New season starts tonight, is anyone else watching? I can't wait!!

Tina xx


----------



## wouldloveababycat (Mar 21, 2004)

Not heard of that one Tina what side is that on ?


----------



## Tina xx (Aug 30, 2006)

It's on Living TV, it's the spin off from Greys Anatomy about Addison.


----------



## wouldloveababycat (Mar 21, 2004)

OOh don't get living so thats probably why but adore Grays Anatomy ..must get sky must get sky  

How are you hunny not spoken to you for ages  

Cat x


----------



## Tina xx (Aug 30, 2006)

Aww sorry hun, you really do need to get sky, I'd be lost without it   

We are really well hun, have been living in Exeter for 2 weeks and we love it, We don't want to move from here. We have been on the beach almost every day (we live 15-20 mins from the beach). How are you? I know we haven't spoke for ages - sorry   Hope you are well


----------



## dakota (Feb 6, 2007)

Oh bum i missed it, totally forgot it was on and went to bed   was it any good? worth tuning into next week?


----------



## wouldloveababycat (Mar 21, 2004)

My cousins live down that way hun ..it must be fab being near the beach is that Exmouth beach?

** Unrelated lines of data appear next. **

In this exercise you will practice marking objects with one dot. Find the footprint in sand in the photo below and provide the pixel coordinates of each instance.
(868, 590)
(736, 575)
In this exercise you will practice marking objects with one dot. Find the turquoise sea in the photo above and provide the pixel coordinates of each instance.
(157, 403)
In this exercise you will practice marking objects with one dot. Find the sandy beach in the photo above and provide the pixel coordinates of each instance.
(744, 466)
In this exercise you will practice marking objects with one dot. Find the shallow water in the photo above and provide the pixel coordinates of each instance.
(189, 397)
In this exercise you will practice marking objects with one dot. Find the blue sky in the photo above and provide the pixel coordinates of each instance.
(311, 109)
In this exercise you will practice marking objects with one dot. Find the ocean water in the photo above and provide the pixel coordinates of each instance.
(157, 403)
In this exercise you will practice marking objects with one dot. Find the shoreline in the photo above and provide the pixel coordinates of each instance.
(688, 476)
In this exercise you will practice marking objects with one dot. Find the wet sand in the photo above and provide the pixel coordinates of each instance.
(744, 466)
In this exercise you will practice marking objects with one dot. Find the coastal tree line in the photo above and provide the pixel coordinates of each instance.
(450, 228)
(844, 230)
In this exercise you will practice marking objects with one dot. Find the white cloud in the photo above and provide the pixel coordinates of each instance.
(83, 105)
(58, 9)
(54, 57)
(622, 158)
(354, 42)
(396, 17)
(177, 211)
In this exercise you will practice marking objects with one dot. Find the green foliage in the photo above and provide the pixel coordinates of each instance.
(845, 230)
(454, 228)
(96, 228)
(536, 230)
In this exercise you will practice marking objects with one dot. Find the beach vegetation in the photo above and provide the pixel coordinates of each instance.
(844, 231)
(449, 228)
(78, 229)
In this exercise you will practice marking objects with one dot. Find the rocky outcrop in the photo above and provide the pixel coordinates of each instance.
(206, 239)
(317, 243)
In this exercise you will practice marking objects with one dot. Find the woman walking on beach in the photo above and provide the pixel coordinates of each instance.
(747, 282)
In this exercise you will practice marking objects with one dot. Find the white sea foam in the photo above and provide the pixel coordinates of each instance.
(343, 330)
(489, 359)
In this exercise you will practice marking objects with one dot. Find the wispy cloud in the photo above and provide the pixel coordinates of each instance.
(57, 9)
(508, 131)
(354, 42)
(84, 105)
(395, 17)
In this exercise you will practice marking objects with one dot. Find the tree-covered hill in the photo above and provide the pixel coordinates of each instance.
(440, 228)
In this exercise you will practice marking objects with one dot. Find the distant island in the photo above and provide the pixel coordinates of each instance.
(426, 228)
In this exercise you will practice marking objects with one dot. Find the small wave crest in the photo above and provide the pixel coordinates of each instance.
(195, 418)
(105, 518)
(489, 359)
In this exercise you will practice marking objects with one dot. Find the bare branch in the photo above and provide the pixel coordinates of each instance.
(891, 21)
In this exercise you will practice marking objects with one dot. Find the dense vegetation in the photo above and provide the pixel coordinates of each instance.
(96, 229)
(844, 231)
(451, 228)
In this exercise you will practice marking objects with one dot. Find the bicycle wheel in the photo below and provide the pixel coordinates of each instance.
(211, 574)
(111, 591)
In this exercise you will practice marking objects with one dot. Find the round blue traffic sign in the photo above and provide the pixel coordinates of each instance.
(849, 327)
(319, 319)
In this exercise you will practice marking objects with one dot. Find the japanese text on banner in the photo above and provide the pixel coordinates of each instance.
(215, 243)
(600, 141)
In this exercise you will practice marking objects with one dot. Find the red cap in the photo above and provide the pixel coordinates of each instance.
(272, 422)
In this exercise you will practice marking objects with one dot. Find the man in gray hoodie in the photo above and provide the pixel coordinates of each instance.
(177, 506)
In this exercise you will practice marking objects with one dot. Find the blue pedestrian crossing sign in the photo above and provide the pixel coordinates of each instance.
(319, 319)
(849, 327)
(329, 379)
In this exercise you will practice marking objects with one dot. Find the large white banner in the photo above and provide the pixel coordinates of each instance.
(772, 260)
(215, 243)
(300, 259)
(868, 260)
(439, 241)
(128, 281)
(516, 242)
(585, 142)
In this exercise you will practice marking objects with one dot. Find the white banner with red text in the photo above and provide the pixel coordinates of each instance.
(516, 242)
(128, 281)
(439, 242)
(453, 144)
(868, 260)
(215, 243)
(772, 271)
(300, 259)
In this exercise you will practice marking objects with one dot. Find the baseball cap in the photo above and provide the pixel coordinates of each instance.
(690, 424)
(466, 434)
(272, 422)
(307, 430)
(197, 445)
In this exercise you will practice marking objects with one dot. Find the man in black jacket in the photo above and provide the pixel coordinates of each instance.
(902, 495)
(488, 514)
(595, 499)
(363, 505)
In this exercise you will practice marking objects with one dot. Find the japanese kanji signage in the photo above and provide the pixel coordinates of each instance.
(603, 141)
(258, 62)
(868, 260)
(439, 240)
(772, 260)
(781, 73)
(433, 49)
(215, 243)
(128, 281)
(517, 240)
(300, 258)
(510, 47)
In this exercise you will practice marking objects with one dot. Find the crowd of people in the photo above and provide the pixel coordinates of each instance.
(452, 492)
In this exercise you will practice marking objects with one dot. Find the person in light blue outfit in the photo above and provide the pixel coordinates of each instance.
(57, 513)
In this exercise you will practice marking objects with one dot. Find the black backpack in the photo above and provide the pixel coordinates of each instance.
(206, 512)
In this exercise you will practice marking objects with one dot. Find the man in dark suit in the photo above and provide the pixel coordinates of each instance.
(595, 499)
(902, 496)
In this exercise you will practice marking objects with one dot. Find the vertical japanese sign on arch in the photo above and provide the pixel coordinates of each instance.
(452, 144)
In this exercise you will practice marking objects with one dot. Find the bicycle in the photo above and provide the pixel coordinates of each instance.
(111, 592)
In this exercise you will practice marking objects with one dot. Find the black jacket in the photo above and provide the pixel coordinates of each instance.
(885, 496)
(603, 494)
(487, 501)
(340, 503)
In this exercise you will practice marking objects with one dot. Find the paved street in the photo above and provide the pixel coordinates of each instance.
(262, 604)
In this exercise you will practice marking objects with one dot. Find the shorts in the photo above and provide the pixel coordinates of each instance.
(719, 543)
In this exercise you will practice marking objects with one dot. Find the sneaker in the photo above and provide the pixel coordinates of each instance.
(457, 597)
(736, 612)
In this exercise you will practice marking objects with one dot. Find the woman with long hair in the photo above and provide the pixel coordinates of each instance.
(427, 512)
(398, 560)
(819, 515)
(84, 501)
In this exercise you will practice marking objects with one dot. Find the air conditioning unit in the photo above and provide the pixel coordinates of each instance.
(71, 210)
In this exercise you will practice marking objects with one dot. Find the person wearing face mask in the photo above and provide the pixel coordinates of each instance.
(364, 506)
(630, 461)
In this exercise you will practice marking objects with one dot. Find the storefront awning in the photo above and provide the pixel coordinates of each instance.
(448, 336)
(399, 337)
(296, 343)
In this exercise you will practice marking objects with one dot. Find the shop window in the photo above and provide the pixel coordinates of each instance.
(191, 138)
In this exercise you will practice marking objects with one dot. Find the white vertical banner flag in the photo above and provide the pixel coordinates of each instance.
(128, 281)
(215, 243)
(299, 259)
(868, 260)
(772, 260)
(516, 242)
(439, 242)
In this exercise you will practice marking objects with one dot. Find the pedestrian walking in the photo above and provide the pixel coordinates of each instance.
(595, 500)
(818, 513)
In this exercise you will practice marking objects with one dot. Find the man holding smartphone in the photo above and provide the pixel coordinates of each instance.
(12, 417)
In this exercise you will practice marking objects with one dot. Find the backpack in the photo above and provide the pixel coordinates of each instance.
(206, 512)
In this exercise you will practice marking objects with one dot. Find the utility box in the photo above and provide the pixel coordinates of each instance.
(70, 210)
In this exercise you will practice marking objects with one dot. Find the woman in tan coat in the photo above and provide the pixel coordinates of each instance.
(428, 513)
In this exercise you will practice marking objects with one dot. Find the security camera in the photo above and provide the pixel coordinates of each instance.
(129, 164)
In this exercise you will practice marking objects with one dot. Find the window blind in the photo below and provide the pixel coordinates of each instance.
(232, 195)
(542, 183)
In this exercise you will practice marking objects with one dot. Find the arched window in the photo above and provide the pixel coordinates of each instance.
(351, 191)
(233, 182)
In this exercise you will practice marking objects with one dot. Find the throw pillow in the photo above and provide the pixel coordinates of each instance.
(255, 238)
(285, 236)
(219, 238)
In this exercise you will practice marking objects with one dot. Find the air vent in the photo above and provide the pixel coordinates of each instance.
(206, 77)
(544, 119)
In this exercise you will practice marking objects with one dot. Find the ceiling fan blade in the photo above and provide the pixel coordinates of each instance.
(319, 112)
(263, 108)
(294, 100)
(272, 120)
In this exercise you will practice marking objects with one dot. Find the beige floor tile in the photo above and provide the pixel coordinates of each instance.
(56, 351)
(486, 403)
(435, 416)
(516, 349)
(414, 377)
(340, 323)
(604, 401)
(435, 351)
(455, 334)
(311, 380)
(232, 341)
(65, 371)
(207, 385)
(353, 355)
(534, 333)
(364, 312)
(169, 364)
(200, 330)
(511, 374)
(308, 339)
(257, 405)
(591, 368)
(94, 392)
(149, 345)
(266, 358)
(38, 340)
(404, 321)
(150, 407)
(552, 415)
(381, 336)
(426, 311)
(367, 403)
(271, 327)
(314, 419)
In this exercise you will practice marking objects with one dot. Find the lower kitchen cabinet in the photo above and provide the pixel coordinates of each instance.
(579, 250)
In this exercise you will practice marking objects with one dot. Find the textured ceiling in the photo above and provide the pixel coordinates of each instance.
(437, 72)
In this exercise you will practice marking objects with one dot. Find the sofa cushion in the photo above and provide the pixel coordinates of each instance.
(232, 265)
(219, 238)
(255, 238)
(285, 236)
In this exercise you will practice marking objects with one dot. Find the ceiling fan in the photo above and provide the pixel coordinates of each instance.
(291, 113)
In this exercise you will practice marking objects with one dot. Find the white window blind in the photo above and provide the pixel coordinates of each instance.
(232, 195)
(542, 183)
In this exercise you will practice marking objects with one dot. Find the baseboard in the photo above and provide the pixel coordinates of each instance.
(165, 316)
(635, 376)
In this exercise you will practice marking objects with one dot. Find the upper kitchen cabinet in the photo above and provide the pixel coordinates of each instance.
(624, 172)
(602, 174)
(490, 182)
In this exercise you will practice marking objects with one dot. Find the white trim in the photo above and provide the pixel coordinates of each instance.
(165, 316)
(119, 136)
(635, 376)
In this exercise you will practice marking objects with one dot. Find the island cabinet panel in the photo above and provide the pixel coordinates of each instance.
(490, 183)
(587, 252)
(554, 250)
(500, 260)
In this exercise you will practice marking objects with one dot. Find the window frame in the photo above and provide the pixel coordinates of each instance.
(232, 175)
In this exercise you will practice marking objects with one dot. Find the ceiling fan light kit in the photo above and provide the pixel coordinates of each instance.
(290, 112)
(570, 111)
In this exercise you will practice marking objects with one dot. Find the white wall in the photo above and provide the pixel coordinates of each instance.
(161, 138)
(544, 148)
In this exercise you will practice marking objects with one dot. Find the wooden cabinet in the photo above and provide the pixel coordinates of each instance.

Must be much better than being up here   yes really MUST get SKY  

Cat x


----------



## Tina xx (Aug 30, 2006)

Dakota, it was really good, won't give any details as I don't want to spoil it for you. No one as cute as MrDreamy or McSteamy, but they weren't that bad      

Cat, yes it's Exmouth beach that we live not far from. It was 25 degrees yest, DH was home by 2.30 and we were on the beach by 3pm


----------



## wouldloveababycat (Mar 21, 2004)

OOh lovely I love that beach   big hugs to all of you hunny  

Cat x


----------



## Tina xx (Aug 30, 2006)

Cat - Big hugs to you all back  

Can I just warn you all that Private Practice is about babies (being born and conceived) and might not be a good thing to watch if you are finding this type of programme difficult to watch


----------



## wouldloveababycat (Mar 21, 2004)

I can't watch it anyway   will just have to imagine the dishy docs


----------



## Tina xx (Aug 30, 2006)

They are showing GA on channel 5, hopefully it won't be long until they show PP on 5 too


----------



## wouldloveababycat (Mar 21, 2004)

don't get that either lol ..really must get freeview or sky ..as very dull with just 4 channels


----------



## Tina xx (Aug 30, 2006)

Freeview is good, although you would have to check that you can get it. They have a new free sat box out, it cost about 100 pounds, but then you don't have to pay anything after you get it. You get all the Free channels that you would get on Sky (5, E4, ITV2,3,4) not sure what other channels there are, but it looks good. Might get something like that for DS' room.


----------



## wouldloveababycat (Mar 21, 2004)

I did get a freeview box but it kept scanning through and didn't pick anything up despite us supposedly being in a freeview area   so took it back!

Might get freesat as I have a dish and a cable but no box at the end of it  

Cat x


----------



## Tina xx (Aug 30, 2006)

Sounds like a good plan, not sure if you would get living as I'm sure it's with the basic sky package, but you would get a lot more channels


----------